The Hindu community also maintained a Gaushala, which supplied the dairy needs for Muscati Hindus. This Gaushala has a story of its own. It was located adjacent to the selfsame Motishwar Mandir, which Prime Minister Narendra Modi visited in 2018. When the Oman National Dairy was opened in 1976, the Hindu community donated the Gaushala cows to it on one condition: once the cows stopped producing milk, they should not be slaughtered, but sent to India. This story is also a footnote of sorts to the present fate of the four Hindu temples in Muscat. This is Calvin Allen’s observation, made in the 1970s: 

“…the Govindaraj temple, the Haveli, known as Bävaji, which is one of the two temples that still exist in Masqat, a Kalka temple situated on the Masqat side of the pass to Riyam and a large Siva temple, known as Motisvar, located in the Rawiyya section of Masqat. The Kälka temple, utilized by the small but influential Gosain Brahmin community in Masqat, included a graveyard to accommodate the Gosain practice of burying their dead in a seated position. The temple was demolished in 1970 to make way for a road, and the idol is now stored in the Bavaji temple. Motisvar was built near a large banyan tree and contained two wells. The temple became the centre of Hindu social life in Masqat as well as the water source for the community. It has been rebuilt recently, and contains, beside the linga representing Siva, Nandi, Siva's mount, and a turtle, as well as a small shrine to Hanumant. The Hindu community also…continues to utilize, a burning ghät for the cremation of its dead, a cow pen, no longer in use, and a gupha, or 'holy cave', located in the mountains near Sidab.”

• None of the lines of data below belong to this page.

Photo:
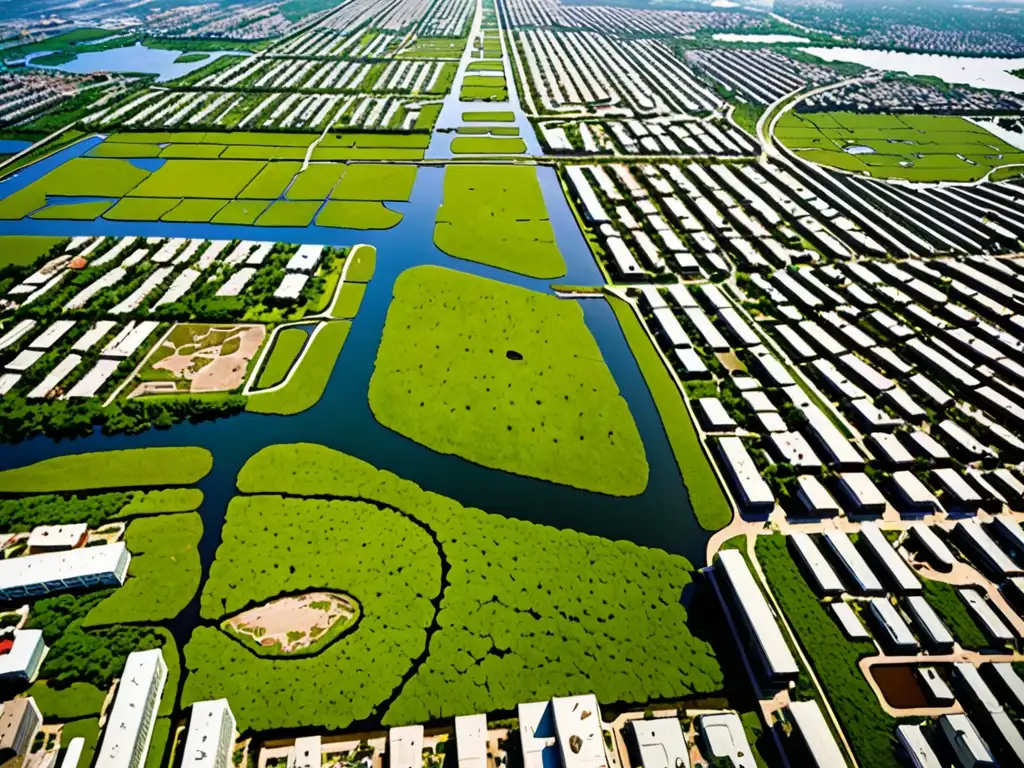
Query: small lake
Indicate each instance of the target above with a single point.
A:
(977, 72)
(730, 37)
(134, 58)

 In the mid to late 19th century, four eminent Hindus were recognised as the pillars of the Hindu community in Muscat. Dowlatgirji Manrupgirji, a Gosai Brahmana from Kutch; Virji Ratansi, a well-respected banker; Damodar Dharamsi, a customs-farmer; and Ratansi Purshottam, a fabulously wealthy magnate with diverse business interests. They offered protection, patronage and encouragement to scores of other Banias who established lucrative businesses in Muscat.

Calvin Allen offers an overall assessment of three centuries of Hindu economic prowess in Muscat, which was seeded by the Sindhi Bhāṭiyās and taken to Himalayan heights by the Kutchi Bhāṭiyās: 

Over the course of the nineteenth century, Indian merchants came to dominate the economic life of Masqat, replacing the Al Bü Said rulers as the principal merchants of the city and acquiring fortunes that had once gone to the royal family. The Hindu Banias, who had first come from Sind as junior partners to the Portuguese, flourished under the Ya'ariba but suffered as a result of the combined strains of political and economic dislocations at home and a more aggressive Masqati commercial policy…”   

The glory enjoyed by the Kutchi Bhāṭiyās was too good to last. 

The first blow came in the form of the hardcore bigot, Imam Azzan bin Qais who deposed his cousin, Sultan Thuwayni bin Said in 1868. He established a fundamentalist regime and ousted the Kutchi Bhāṭiyās from all the government posts they held. 

Next, he specifically targetted all the Hindus in Muscat. He imposed stifling prohibitions on dress, music, and social mores. He banned tobacoo and prohibited Hindus from ringing bells, gongs and drums on auspicious occasions. And then he unleashed his fanatical hordes who began physically attacking the Banias. As anticipated, a wave of Hindu exodus began. In just two years, the Hindu population of Muscat fell from 2000 to 250. 

Epilogue

BY ANY MEASURE, this three-century saga is a thrilling journey of a small slice of Hindu business history imbued with epic elements. It is a relatively recent proof of V.S. Agarwala and Motichandra’s profound observation about the intrinsic temperament of the Hindu attitude to business, quoted in the beginning of this essay series. 

The manner in which the Hindu business community preserved its Dharma, its traditions and values in a Mleccha land imparts several invaluable lessons. The foremost lesson is the indivisibility of culture and economics. Economics safeguards and nourishes culture, and culture spiritualises economics. Economics divorced from culture and spirituality leads to financial cannibalism, and financial cannibalism is the very definition of American style capitalism.